Tarihi M.Ö. 600’lü yıllara dayanan, Yunanistan’ın Thassos (Taşoz) Adası’ndan gelen göçmenler tarafından Neapolis yani “Yeni Şehir” adıyla kurulan Kavala’nın tarihteki hikayesi başlamış. 1391-1912 yılları arası yani yaklaşık 500 sene Osmanlı toprağı olan Kavala, Türkler’in eline geçtikten sonra Sultan Süleyman eski şehrin tepesinde konumlanan kaleyi tamir ettirmiş. O dönemde sadece yarım adada toplanan yerleşim yeri Panagia olarak anılan bölgeden ibaret iken Sultan’ın izni ile yarım adadan yayılmaya başlıyor. 1800’lerin sonu 1900’lerin başında Kavala’da tütün ticareti başlıyor ve şehir zenginleşiyor. O dönemin en zengin tütün ihraç eden limanı oluyor ve dünyada Türk tütünü önemli bir noktaya geliyor.

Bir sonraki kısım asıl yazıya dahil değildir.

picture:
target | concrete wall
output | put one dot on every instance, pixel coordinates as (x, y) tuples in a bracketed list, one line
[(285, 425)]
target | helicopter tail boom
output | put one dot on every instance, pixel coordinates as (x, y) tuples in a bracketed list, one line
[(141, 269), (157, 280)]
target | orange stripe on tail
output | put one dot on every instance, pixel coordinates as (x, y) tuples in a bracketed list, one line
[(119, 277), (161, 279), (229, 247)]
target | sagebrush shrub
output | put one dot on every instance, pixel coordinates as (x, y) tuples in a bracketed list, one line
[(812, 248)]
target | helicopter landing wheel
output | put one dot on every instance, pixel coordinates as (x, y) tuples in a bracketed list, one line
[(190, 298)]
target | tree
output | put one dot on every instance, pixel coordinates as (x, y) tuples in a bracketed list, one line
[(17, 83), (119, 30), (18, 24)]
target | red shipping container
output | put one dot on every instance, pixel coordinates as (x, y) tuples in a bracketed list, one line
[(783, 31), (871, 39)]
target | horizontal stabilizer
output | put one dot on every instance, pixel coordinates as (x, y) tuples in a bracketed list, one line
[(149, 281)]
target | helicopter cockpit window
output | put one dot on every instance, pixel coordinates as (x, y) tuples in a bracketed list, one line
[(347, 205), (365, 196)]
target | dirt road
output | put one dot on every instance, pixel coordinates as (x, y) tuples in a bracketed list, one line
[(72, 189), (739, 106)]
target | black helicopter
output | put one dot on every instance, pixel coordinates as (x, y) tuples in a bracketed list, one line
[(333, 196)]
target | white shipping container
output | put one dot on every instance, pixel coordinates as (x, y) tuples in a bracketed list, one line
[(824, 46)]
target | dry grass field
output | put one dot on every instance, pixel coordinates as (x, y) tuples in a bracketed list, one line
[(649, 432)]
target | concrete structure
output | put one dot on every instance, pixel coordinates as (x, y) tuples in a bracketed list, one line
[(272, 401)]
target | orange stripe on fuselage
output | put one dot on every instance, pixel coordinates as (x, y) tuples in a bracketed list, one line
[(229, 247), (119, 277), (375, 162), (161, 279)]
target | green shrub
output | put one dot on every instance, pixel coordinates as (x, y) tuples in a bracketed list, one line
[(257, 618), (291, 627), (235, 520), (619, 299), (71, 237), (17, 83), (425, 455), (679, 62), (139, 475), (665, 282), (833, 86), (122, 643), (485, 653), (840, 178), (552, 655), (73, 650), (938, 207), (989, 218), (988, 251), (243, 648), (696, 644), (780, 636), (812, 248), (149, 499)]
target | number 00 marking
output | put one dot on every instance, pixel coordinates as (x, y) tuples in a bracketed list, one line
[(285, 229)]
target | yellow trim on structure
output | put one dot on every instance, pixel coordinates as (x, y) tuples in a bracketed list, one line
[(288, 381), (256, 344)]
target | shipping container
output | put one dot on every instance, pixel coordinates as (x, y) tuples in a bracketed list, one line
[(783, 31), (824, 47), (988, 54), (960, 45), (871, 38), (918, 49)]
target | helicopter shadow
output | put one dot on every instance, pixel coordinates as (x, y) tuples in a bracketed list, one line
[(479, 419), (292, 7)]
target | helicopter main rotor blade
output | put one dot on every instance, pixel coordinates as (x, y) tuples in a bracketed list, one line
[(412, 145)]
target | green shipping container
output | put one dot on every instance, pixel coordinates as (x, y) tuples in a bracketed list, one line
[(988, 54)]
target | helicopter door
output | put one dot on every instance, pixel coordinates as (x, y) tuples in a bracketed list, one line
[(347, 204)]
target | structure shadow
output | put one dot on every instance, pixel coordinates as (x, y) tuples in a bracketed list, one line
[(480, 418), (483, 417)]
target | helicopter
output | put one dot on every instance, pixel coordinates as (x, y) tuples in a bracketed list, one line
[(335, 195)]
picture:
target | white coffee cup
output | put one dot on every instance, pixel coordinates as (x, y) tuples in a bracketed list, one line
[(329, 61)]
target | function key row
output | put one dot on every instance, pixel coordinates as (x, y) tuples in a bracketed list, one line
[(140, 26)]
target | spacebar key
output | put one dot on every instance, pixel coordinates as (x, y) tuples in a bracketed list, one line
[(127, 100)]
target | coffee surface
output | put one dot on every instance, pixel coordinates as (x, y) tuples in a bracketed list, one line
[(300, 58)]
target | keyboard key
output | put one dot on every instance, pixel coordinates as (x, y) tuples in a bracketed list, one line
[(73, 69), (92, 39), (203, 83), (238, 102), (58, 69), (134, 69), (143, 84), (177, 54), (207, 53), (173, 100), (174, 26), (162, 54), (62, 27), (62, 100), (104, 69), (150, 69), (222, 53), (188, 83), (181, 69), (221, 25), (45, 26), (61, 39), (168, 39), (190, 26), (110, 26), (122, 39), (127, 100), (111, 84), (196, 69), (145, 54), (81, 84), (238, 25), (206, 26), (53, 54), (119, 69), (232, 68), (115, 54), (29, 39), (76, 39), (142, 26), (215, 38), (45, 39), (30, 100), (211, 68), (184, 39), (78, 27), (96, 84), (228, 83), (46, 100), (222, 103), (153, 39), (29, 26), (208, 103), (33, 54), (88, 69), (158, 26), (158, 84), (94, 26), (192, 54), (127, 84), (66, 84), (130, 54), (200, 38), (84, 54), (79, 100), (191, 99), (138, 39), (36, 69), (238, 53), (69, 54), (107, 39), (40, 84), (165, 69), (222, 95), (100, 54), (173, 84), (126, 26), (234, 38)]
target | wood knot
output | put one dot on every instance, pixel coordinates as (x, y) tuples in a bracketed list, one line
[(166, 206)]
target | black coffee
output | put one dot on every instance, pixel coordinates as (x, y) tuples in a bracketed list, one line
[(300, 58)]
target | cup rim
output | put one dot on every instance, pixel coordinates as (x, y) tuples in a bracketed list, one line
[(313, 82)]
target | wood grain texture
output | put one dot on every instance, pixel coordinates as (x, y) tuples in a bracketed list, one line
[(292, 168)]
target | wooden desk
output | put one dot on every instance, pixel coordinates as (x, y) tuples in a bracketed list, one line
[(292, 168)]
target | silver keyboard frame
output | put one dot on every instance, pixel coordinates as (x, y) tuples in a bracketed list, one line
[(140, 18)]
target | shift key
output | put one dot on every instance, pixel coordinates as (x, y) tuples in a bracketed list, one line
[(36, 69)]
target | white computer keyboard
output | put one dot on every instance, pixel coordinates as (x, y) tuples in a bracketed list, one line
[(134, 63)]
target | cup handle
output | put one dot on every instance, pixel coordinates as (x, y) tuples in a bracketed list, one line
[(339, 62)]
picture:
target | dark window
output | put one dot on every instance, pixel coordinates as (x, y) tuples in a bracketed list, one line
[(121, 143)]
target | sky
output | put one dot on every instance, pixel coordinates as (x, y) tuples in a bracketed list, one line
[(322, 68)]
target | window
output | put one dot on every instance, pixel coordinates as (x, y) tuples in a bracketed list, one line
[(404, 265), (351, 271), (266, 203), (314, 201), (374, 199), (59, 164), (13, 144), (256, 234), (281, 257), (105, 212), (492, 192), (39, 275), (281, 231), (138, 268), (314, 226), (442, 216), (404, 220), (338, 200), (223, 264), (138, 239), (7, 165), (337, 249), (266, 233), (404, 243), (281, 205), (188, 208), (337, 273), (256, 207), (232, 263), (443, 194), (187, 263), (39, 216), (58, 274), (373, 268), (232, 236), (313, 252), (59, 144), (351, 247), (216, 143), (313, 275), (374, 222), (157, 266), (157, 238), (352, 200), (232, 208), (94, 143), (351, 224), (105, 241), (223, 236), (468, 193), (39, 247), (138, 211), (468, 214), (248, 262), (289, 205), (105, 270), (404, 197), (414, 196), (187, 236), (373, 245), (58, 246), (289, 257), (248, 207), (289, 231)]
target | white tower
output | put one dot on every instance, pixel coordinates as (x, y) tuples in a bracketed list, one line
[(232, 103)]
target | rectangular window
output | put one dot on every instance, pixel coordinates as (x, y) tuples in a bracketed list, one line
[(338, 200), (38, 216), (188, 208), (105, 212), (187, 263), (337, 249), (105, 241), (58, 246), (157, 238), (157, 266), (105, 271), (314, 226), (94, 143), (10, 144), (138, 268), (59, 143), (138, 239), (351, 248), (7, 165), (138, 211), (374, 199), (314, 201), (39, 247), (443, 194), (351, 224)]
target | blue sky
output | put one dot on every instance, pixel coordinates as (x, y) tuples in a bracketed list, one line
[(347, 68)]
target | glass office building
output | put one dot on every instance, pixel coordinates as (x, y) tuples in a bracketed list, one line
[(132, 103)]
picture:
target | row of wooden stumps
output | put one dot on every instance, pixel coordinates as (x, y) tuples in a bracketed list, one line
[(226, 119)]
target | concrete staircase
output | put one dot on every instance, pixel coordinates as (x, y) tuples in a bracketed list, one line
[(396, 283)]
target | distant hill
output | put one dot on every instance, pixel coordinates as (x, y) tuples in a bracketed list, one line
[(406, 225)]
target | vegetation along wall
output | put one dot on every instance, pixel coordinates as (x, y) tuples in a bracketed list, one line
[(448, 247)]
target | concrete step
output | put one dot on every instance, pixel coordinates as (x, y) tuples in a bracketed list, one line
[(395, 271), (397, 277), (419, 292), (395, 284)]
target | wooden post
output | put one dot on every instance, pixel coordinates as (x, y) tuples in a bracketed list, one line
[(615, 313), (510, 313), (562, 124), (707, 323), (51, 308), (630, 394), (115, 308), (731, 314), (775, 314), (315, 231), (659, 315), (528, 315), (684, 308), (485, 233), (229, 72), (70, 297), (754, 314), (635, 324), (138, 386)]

Kavala, yaklaşık 80 bin nüfusa sahip küçük bir şehir. Thassos Adası’nın hemen karşısında yer aldığı için genellikle yaz mevsiminde adaya giden tatilciler tarafından bir günlük bekleme noktası ya da şöyle birkaç saat dolaşayım şehri olarak tercih ediliyor. Ama aslında Kavala her yönüyle çok zengin bir şehir. Bu yazıda sizlere “gitmesen de olur Kavala’ya” diyenleri bile yoldan çıkaracak öneriler paylaşıyorum. Hazırsak, Kavala yolculuğumuz başlasın.

Kavala Gezilecek Yerler

kavala gezisi

Hem Rum hem de Osmanlı havasını soluyabileceğiniz bir şehir Kavala. Havası güzel, insanları cana yakın, yemekleri lezzetli ve birbirinden güzel plajları var. Küçük bir şehir olduğu için her noktaya yürüyerek gidebilirsiniz. Şimdi hep birlikte Kavala’da gezilecek yerleri keşfediyoruz.

Panagia

Kavala’yı keşfetmeye Panagia’dan başlayalım. Kavala’nın Old Town’ı olarak geçen tarihi bölgesine Panagia deniyor. Eski tip cumbalı Osmanlı evlerinin olduğu sokaklarla çevrili bir yarım ada aslında burası. Panagia’da dolaşırken biraz yokuş tırmanmayı göze almanız gerek ama tepeye çıktıkca manzara öyle güzel oluyor ki tüm yorgunluğunuza değecek. Panagia bölgesini dolaşmaya başlarken sahilin hemen arkasında bulunan Aziz Nikola Kilisesi’ni görerek başlayın.

Aziz Nikola Kilisesi

Aziz Nikola Kilisesi

Pargalı İbrahim Paşa Camisi olarak da bilinen Aziz Nikola Kilisesi, Agios Nikolaos caddesi üzerinde yer alıyor. Hem bir kilise hem de bir cami olarak anılmasını hemen açıklayayım. Tarih kitaplarında pek çok kez adını duyduğumuz Pargalı İbrahim Paşa, 1530 yılında kendi adına bir cami yaptırmış ve dönemde şehrin en büyük camisi olmuş. Daha sonra 1926 yılında Ortodoks kilisesine dönüştürülürken de minaresinin boyu kısaltılarak çan kulesine çevrilmiş. Dışarıdan kiliseye baktığınızda göreceğiniz tipik bir Osmanlı mimarisi olsa da artık burası bir kilise.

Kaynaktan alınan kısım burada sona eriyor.